Chance then shared common copyright myths.
Myth: You must register and pay a fee to obtain a copyright.
Reality: Your copyright exists from the moment the work is created and fixed in tangible form. However, there are benefits to registering and paying the fee. You cannot sue anyone for copyright infringement unless you have a registered copyright, and you can only sue for “actual damages” if you register after the infringement has occurred. If you have registered your copyright before the infringement happens, you can also sue for “statutory damages,” which are approximately three times more.
Myth: Including a credit line is enough to avoid copyright infringement.
Reality: The law requires actual permission from the copyright holder.
Myth: I found it online, so it’s in the public domain and available for use.
Reality: Copyright laws protect pictures, videos and audio files on the Internet. For free images, try sources like Flickr, free stock photography sites and Creative Commons.
Myth: Work without a copyright note isn’t protected.
Reality: Since 1989, a copyright notice has been optional.
Myth: I can never use someone else’s material.
Reality: Infringement is OK if your use qualifies as “fair use.” Specifically, if your use is for criticism, commentary, review, education, etc., that would be considered “fair use.”
Myth: I own pictures and videos I post on sites like Facebook, Twitter and Instagram.
Reality: It depends. As a creator, you own the rights to copy, use, produce, distribute and perform. If you’re the subject of the photo, you also have a right of publicity, which would pay you a royalty fee. However, as soon as you post it, you grant the social media site a license to use the content any way it sees fit.
Myth: I can safely use up to 250 words or 60 seconds of audio/video without violating copyright laws.
Reality: There is no minimum/maximum requirement for copyright infringement.
Myth: If I’m not making money from the use of the copyrighted material, it’s a “fair use.”
Reality: The copyright holder has control of the use. You don’t have to affect the market to infringe upon the copyright.
Chance concluded with these helpful copyright checklists:
Do I own the copyright?
- Did I create this?
- Did one of my employees create this?
- Was it a work-for-hire employee or a freelance employee?
If someone else created it, can I use it?

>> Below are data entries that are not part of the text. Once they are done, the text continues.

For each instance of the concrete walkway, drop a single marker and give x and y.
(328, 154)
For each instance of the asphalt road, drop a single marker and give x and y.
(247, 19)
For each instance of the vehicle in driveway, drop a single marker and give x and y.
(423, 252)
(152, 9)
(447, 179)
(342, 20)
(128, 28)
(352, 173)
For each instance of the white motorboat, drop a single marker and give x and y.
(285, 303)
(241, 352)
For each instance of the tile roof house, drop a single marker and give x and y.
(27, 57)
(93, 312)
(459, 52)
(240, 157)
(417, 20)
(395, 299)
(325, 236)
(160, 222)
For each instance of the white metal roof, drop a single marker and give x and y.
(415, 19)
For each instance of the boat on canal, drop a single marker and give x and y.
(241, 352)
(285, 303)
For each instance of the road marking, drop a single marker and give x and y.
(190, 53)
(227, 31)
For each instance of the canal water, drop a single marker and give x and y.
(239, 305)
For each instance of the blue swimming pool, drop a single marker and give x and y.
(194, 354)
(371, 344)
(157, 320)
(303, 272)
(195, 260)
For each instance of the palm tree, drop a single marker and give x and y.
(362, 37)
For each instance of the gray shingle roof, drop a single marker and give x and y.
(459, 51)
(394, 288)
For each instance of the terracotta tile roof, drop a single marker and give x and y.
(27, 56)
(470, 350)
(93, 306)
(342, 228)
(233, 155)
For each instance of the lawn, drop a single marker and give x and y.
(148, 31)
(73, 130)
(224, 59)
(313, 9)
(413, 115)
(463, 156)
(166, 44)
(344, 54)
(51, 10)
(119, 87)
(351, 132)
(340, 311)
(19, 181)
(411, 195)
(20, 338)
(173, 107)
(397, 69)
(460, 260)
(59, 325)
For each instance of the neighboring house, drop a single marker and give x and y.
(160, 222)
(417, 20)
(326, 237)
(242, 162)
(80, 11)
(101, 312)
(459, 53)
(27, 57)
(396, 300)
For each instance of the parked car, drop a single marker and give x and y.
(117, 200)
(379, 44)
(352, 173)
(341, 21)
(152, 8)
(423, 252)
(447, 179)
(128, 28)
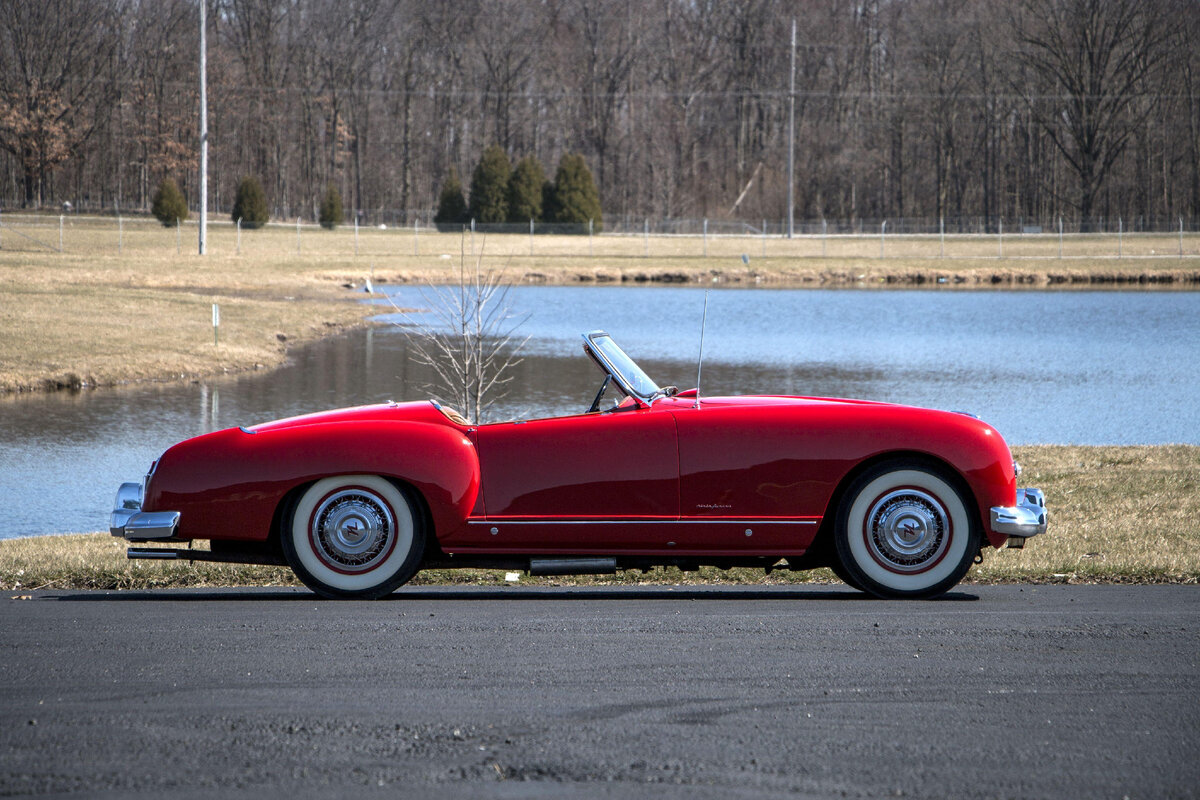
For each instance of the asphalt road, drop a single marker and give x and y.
(515, 692)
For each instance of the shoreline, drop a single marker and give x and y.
(78, 323)
(813, 274)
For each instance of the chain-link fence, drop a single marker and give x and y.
(885, 239)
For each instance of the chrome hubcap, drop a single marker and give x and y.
(907, 530)
(353, 530)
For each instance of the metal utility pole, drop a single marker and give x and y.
(791, 142)
(204, 132)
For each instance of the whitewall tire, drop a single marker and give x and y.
(353, 536)
(906, 530)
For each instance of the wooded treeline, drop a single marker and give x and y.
(913, 109)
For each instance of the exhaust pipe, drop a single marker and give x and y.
(573, 566)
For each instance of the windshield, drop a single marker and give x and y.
(623, 370)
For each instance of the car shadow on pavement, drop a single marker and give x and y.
(492, 594)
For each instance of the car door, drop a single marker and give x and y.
(592, 468)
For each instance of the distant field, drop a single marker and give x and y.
(131, 300)
(142, 235)
(1117, 515)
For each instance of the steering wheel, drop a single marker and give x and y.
(595, 403)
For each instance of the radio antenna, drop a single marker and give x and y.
(700, 361)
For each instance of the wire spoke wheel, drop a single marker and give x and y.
(353, 536)
(906, 530)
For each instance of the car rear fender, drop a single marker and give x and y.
(232, 483)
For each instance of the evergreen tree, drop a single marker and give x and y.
(525, 190)
(490, 186)
(331, 209)
(451, 204)
(168, 204)
(575, 198)
(250, 204)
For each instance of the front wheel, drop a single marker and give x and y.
(906, 530)
(353, 536)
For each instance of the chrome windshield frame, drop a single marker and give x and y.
(605, 361)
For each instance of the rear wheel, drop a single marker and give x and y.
(353, 536)
(906, 530)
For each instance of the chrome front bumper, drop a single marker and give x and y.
(137, 525)
(1026, 518)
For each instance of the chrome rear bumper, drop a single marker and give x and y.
(137, 525)
(1026, 518)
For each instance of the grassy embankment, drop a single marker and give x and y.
(118, 307)
(1117, 515)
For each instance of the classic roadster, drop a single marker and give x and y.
(897, 500)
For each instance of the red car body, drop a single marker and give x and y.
(676, 480)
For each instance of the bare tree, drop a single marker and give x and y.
(1099, 58)
(52, 56)
(468, 337)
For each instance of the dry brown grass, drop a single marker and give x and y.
(1116, 515)
(118, 307)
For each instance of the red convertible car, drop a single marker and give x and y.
(897, 500)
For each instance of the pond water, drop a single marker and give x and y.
(1041, 366)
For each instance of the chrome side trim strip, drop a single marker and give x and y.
(642, 522)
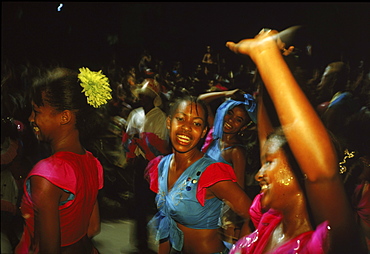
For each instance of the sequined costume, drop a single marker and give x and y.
(315, 241)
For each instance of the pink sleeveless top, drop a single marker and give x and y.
(309, 242)
(82, 176)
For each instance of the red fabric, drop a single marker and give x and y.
(151, 173)
(308, 242)
(214, 173)
(80, 174)
(208, 140)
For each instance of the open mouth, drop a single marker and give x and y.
(183, 139)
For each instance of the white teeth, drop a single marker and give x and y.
(183, 138)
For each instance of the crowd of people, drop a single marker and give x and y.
(270, 157)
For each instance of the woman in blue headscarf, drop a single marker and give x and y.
(225, 143)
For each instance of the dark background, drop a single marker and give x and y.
(92, 34)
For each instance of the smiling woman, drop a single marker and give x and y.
(191, 187)
(315, 217)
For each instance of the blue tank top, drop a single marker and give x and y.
(181, 205)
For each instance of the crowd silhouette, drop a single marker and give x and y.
(339, 92)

- Is it in the public domain?
- Do I have permission?
- Have I paid for the appropriate use?
- How will I use it?
- Will it qualify as “fair use”?
Dr. Sandra Chance
McClatchy Professor in Freedom of Information, Executive Director, Brechner Center for Freedom Information, Professor – Journalism Department, College of Journalism and Communications, University of Florida
Dr. Sandra Chance specializes in media law. Before joining the faculty at University of Florida, Chance earned her bachelors, masters and juris doctor degrees and practiced law with the firm of Holland & Knight. She concentrated on media law cases and her clients included The Tampa Tribune, the New York Times Regional Group (including The Gainesville Sun), The Miami Herald, and several radio and television stations throughout the southeast. She was named the Scripps-Howard National Journalism Teacher of the Year in 2005 and the College’s Outstanding Teacher of the Year in 1997. She teaches media law at both the undergraduate and graduate levels.